El nuevo relato se titulaba ‘Solo era una broma’ y comenzaba en el aula de un instituto después del último examen antes de las vacaciones de verano. La profesora de matemáticas llegaba con un par de minutos de retraso. En la primera fila, Juan Salvatierra se disponía a sentarse mientras justo detrás de él Nacho Salgado elevaba la silla de su compañero con sigilo y la retiraba hacia atrás. Juan no se daba cuenta y, al buscar el asiento, confiado, se desequilibraba y caía a plomo. Fue un movimiento vertiginoso y a la vez lentísimo, que imitaba el derrumbe de un edificio que antes de quedar reducido a escombros parece flotar. El golpe de la cabeza contra el suelo producía un ruido seco. Nacho estallaba en carcajadas. Salvatierra era su amigo, y quizá por eso su traspiés todavía le hacía más gracia. No tenían muchas ocasiones de reírse de él. Juan sacaba las mejores notas de la clase, jugaba bien al fútbol, prestaba sus apuntes a todo el que se los pedía, y aquellas pequeñas burlas eran lo único que lo volvía vulnerable y le permitía a Nacho sentirse superior.

La profesora se acercó. Juan estaba sentado en el suelo y se llevaba la mano a la nuca. Nacho ya no se reía, si bien era como si le quedasen restos de la carcajada apagada en el rostro. La profesora apoyó una mano en el hombro de Juan y le preguntó si estaba bien. Él asintió con lánguida convicción. Debía de estar bien. Sin embargo, por un instante, tuvo un presagio, que se diluyó sin que lo descifrase.
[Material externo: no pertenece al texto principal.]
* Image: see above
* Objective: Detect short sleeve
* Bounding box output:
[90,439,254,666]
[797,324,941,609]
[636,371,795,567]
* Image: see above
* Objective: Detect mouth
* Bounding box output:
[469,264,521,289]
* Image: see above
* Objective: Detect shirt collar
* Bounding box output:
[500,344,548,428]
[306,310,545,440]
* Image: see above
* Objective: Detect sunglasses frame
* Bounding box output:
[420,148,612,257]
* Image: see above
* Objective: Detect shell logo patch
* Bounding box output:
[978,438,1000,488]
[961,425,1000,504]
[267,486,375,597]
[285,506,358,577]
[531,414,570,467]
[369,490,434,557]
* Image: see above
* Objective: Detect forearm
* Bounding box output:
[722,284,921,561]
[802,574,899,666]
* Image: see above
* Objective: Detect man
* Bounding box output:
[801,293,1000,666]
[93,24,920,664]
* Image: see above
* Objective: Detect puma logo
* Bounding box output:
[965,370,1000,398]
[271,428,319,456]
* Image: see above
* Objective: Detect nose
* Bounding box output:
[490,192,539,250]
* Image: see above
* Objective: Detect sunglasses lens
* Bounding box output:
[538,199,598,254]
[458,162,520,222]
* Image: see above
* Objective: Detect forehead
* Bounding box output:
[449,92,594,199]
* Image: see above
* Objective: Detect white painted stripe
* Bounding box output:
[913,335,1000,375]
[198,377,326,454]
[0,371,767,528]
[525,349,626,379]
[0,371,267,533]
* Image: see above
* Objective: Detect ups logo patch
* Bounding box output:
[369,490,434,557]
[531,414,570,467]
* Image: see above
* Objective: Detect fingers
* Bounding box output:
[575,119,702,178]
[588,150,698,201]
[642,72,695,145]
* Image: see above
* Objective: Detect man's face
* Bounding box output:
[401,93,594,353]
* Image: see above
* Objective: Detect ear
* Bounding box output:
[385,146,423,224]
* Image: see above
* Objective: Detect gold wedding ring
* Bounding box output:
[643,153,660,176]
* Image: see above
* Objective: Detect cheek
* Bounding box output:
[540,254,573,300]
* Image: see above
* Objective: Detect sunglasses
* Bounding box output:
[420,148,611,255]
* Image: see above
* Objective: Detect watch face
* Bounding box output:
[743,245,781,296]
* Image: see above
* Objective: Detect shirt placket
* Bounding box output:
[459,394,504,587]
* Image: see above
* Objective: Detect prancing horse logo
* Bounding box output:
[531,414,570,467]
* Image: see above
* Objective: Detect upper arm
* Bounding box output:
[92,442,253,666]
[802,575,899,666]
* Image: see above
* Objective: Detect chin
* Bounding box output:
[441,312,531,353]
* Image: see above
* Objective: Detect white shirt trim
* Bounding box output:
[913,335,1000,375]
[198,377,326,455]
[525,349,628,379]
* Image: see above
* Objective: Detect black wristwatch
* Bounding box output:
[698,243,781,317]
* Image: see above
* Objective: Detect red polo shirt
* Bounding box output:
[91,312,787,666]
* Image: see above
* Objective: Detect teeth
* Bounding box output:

La normalidad de la clase se rehízo lentamente. Pese a todo, la paz se rasgó de nuevo en el momento que Salvatierra se levantó a resolver un ejercicio de integrales definidas. Dio cuatro pasos y se desmayó. Esta vez la caída fue apática, sin rudeza, fatigada. Primero se le doblaron las rodillas, después cedió la cadera y, cuando ya estaba sentado en el suelo, el tronco se inclinó a un lado, como si tuviese sueño, y su cabeza quedó tendida sobre el brazo izquierdo.

Así comenzaba el relato. En el último párrafo, después de vicisitudes del todo inesperadas, Nacho se encontraba en la sala de espera del hospital y pronunciaba la frase desalentada con la que se cerraba la terrible historia: "Solo era una broma, una broma estúpida con una puta silla". Envié el texto y no tardé en tener noticias del editor, sorprendido porque le habían dicho que yo podría escribir un texto divertido. "Para mí no es un problema que sea un drama", admitía, pero se temía que a la empresa que diseñaba las sillas "no le va a encajar muy bien". Y lo podía entender, decía, porque mi texto iba en un libro de celebración de una empresa que tiene "un gran amor por las sillas". El pobre admitía no saber cómo defender la imagen negativa de ellas que se reflejaba en el relato. Ni ese final tan duro: "...una broma estúpida con una puta silla". Al final retiré la palabra "puta", sin la cual el texto seguía valiendo quinientos euros, y el relato se publicó sin problemas.